Alkaloid evolution in the Solanaceae.

Alkaloids are a diverse class of nitrogen-containing metabolites involved in key biotic interactions, such as defense against herbivores and pathogens and the recruitment of pollinators. The Solanaceae family has served as a model for studying alkaloid evolution, due to the varied types of alkaloids it produces, such as nicotinoids, tropane alkaloids (TAs), steroidal glycoalkaloids (SGAs), and capsaicinoids. Recent multi-omics and comparative genomics studies have expanded our understanding of the genetic and evolutionary mechanisms driving alkaloid diversification. These metabolites are produced by specific clades within the family, often in response to selective pressures such as herbivore and pathogen coevolution, which shape alkaloid profiles through both diversification and reduction. Evolutionary processes like genome duplications, rearrangements, and introgressions have also played a significant role in the emergence of new alkaloid pathways, promoting metabolic adaptations. The Solanaceae family exhibits both convergence and divergence in alkaloid production, with certain alkaloids arising independently in different lineages. Notably, biosynthetic gene clusters (BGCs) and gene duplication have been linked to alkaloid diversification, with the structure and function of these regions driving metabolic variability.
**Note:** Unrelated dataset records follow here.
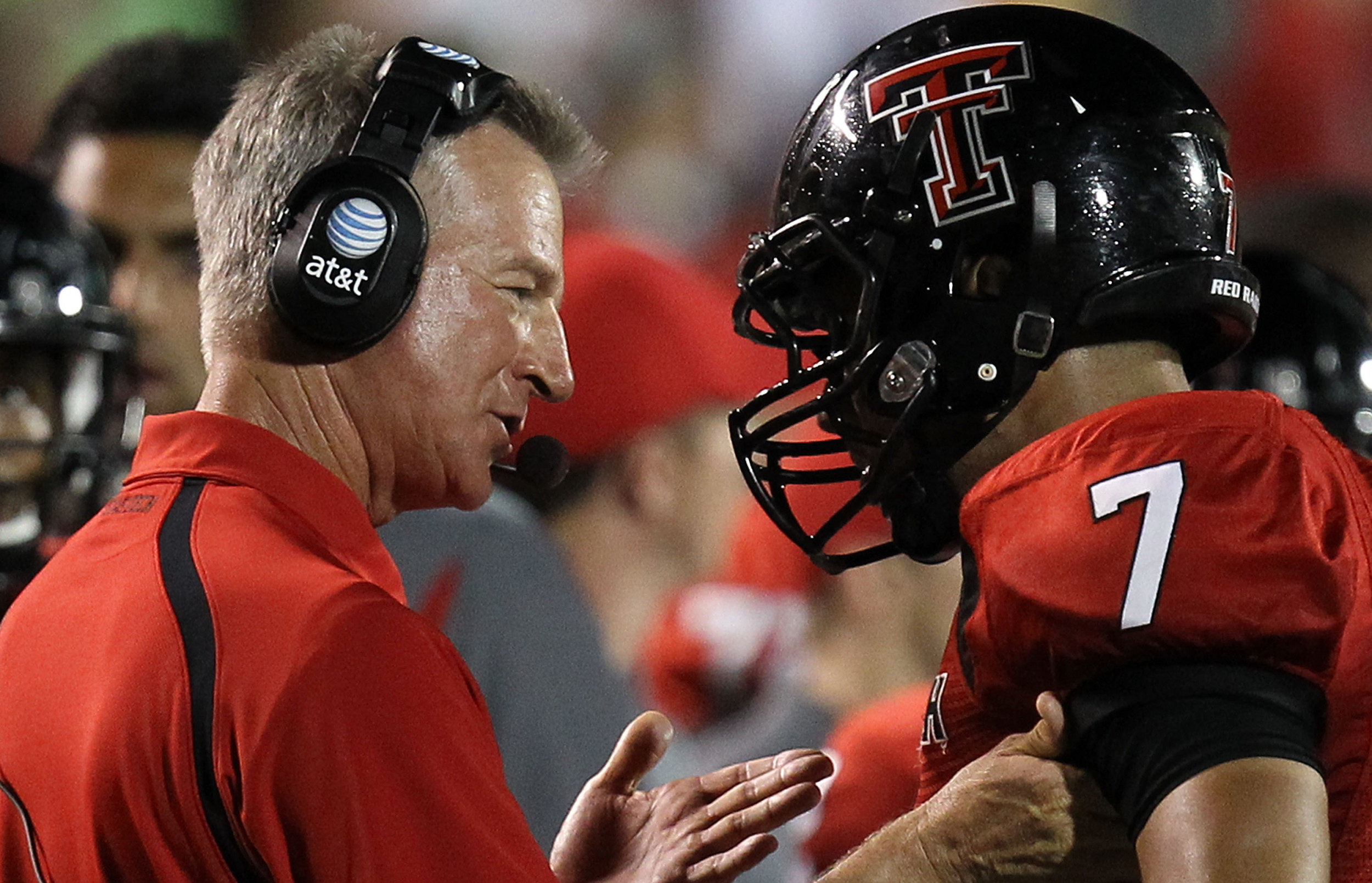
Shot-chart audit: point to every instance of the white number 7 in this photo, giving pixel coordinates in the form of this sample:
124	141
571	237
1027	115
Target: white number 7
1161	487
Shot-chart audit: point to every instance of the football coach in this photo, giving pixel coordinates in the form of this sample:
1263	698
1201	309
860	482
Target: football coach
217	678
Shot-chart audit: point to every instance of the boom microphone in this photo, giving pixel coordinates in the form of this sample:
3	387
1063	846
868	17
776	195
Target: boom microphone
541	461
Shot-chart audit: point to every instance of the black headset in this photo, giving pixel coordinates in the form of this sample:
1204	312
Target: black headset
350	240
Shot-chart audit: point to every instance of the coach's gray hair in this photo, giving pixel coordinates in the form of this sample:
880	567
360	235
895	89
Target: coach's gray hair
293	114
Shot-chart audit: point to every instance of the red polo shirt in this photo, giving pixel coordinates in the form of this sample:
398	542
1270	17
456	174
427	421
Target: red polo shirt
232	615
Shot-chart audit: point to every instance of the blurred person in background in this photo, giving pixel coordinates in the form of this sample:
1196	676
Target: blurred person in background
119	147
61	356
775	644
1329	227
550	608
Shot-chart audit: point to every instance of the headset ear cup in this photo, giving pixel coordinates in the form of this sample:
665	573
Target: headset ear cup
350	246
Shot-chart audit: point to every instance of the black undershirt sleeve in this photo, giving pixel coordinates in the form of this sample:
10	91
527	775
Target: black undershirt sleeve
1143	730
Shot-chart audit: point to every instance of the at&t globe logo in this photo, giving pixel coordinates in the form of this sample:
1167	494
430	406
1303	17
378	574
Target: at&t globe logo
357	228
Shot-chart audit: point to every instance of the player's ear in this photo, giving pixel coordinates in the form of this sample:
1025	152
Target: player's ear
983	277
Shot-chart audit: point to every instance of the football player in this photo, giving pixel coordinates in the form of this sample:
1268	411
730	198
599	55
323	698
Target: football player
61	347
1309	350
1003	240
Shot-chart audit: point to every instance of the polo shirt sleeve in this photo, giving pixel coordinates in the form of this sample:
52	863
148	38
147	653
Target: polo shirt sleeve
378	761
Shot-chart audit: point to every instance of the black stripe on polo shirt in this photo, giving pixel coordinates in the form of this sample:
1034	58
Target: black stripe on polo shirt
185	590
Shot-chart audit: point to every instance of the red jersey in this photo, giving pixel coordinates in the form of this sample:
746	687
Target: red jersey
347	739
1197	526
876	753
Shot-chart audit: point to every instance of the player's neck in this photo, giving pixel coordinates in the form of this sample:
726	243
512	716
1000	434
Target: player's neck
301	405
1080	383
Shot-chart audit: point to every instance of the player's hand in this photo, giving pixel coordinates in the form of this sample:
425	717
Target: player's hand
1035	819
1013	815
701	830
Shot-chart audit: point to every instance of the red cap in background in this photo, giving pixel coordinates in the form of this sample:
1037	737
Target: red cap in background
651	340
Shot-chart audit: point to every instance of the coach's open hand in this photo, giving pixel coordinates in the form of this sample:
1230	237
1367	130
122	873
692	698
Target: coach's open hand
709	829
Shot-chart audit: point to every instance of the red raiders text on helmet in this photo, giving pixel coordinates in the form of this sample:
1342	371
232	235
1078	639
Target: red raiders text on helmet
959	88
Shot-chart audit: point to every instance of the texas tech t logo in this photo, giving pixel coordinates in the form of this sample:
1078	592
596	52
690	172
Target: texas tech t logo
959	88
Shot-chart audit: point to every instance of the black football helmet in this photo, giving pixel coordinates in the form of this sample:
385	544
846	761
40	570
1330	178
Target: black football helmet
58	334
1313	347
966	199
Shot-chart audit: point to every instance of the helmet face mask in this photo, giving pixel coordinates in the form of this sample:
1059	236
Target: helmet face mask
64	436
965	201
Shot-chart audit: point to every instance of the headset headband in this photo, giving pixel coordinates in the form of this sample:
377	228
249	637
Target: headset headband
353	233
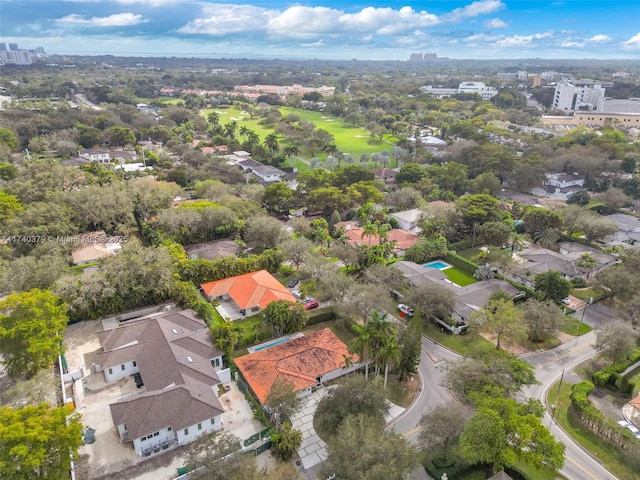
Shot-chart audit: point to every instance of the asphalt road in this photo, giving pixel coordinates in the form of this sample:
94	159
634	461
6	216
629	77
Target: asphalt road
549	365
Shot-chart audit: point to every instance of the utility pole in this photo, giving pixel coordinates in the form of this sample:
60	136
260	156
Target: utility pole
553	407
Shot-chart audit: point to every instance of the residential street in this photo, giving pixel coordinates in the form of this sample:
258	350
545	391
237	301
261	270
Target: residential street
549	365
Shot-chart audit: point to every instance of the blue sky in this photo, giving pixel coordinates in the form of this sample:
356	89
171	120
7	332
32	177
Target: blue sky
327	29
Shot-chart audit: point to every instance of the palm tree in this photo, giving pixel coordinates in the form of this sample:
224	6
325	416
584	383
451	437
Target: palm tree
291	151
369	230
389	355
230	129
547	237
361	345
213	119
244	131
271	144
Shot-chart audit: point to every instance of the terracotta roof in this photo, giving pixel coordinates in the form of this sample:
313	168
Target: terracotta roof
298	361
403	238
249	290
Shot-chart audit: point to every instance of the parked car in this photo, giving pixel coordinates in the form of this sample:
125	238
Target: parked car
406	309
311	304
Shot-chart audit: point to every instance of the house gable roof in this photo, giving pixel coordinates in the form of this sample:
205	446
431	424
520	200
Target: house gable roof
299	362
249	290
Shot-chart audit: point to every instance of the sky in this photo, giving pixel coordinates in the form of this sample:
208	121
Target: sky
327	29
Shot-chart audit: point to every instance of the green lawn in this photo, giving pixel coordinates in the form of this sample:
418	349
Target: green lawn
585	293
459	277
468	345
605	452
349	139
469	253
570	325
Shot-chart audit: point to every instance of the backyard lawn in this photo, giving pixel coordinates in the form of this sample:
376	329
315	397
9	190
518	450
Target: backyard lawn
459	277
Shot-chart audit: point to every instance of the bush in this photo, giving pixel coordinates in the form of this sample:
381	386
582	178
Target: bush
580	396
579	282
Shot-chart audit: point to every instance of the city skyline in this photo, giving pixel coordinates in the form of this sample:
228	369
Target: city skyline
327	29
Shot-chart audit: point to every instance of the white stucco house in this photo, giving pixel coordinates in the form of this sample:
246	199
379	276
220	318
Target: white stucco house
180	369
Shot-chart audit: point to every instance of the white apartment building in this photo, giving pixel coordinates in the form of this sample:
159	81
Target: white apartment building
617	105
487	93
569	97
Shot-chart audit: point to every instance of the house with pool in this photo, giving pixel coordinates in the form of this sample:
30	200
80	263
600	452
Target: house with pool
468	299
304	361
Furthermore, human domestication of plants such as tobacco and chili peppers has influenced the alkaloid profiles of crop species, particularly in terms of pest resistance and flavor. The evolution of alkaloids in this family has not only shaped plant defense mechanisms but also has important implications for human health and agriculture. This review highlights the dynamic interplay between genetics, ecology, and human influence in the evolution of alkaloids within the Solanaceae family.